If we fail in our efforts to reform
the tobacco habit, the next best thing to do, is to
show men what the nature and capabilities of the poison
are, and endeavor to persuade them to use the milder
varieties and in a moderate quantity.
ONE OF THE GREAT CURSES OF THE RISING GENERATION
is the passion for imitating and acquiring
the evil habits of men, under an impression that it
hastens their approach to manhood. Weak, frail,
delicate boys, with inherited tendencies to disease,
who should, by all means, never use tobacco, or anything
injurious, are often as obstinately bent upon learning
to smoke, in spite of medical advice, as those in
whom a moderate use would be far less objectionable.

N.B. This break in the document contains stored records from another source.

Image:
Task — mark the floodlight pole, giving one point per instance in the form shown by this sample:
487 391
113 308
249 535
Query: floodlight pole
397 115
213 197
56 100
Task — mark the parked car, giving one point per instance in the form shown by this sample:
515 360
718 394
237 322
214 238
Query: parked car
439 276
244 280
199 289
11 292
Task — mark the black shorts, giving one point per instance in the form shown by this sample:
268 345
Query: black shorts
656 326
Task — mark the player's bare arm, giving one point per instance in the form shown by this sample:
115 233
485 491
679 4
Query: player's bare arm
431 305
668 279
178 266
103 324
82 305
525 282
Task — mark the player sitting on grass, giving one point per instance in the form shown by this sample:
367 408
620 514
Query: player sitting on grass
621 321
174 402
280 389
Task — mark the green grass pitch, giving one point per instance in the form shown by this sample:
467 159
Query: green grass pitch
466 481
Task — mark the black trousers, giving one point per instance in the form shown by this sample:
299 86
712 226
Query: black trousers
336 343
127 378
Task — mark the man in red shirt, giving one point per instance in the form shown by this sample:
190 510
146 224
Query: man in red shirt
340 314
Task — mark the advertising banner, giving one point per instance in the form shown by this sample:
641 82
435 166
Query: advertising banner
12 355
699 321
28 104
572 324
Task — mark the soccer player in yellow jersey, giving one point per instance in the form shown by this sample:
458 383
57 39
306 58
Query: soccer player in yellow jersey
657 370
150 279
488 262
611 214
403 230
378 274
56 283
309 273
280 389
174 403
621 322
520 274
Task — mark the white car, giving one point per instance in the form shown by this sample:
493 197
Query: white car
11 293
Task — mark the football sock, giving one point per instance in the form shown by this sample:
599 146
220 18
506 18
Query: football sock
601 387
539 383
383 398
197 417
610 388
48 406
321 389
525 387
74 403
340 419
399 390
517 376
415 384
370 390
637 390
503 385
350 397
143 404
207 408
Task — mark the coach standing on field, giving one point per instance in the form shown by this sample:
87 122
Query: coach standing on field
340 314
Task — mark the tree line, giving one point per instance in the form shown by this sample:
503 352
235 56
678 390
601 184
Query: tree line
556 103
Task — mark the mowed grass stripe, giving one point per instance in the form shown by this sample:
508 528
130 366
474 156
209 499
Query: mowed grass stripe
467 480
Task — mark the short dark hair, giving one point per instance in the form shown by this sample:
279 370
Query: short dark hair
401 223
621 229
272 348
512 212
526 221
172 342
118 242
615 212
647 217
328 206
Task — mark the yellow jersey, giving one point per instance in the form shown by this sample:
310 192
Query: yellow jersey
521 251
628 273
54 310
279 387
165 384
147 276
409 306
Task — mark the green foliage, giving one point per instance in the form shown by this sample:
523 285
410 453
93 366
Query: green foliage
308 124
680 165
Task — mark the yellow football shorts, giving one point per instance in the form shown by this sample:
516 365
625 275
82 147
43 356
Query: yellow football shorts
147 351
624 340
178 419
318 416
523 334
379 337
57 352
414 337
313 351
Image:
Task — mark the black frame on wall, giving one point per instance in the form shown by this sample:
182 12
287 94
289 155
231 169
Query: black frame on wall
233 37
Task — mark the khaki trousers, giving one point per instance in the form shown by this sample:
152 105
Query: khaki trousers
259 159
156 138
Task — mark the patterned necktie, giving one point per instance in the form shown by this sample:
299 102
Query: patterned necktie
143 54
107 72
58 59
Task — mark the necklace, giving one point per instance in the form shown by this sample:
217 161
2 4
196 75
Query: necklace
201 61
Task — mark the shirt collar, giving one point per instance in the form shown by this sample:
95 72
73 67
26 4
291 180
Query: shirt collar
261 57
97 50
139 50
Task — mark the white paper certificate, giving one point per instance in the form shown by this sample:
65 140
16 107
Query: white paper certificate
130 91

A recent observer, in examining into the cases of
thirty-eight boys who had formed the habit of using
tobacco, found that twenty-seven of them had also
a fondness for alcoholic stimulants. A large proportion
of the Franklin Home inmates attribute their habit
of drinking to the effects of company; many commenced
in the army, and many were induced to drink at first
by invitation. If smoking was a solitary habit,
it would be less likely to lead to drinking; but the
same companionship, and habits of treating prevail,
as in the saloon, and the step from the estaminet
to the bar-room under invitation, is an easy one, where
the diseased thirst, so often induced by tobacco,
favors the movement to treat.
We have no prejudice against tobacco,
other than what would naturally arise in the mind
from a careful examination of the effects of the poison
in hundreds of cases. We have seen large, hale-looking
men forced in time to abandon, although very reluctantly,
the use of tobacco in every form; and the most bitter
enemy we have ever met to the vile weed as
he termed it, was a physician, who had been forced
to give up chewing on account of the state of his
heart, after years of indulgence. We have seen
many such instances, and, in one case, the abandonment
of the habit entirely cured a dyspepsia of twenty-eight
years’ standing.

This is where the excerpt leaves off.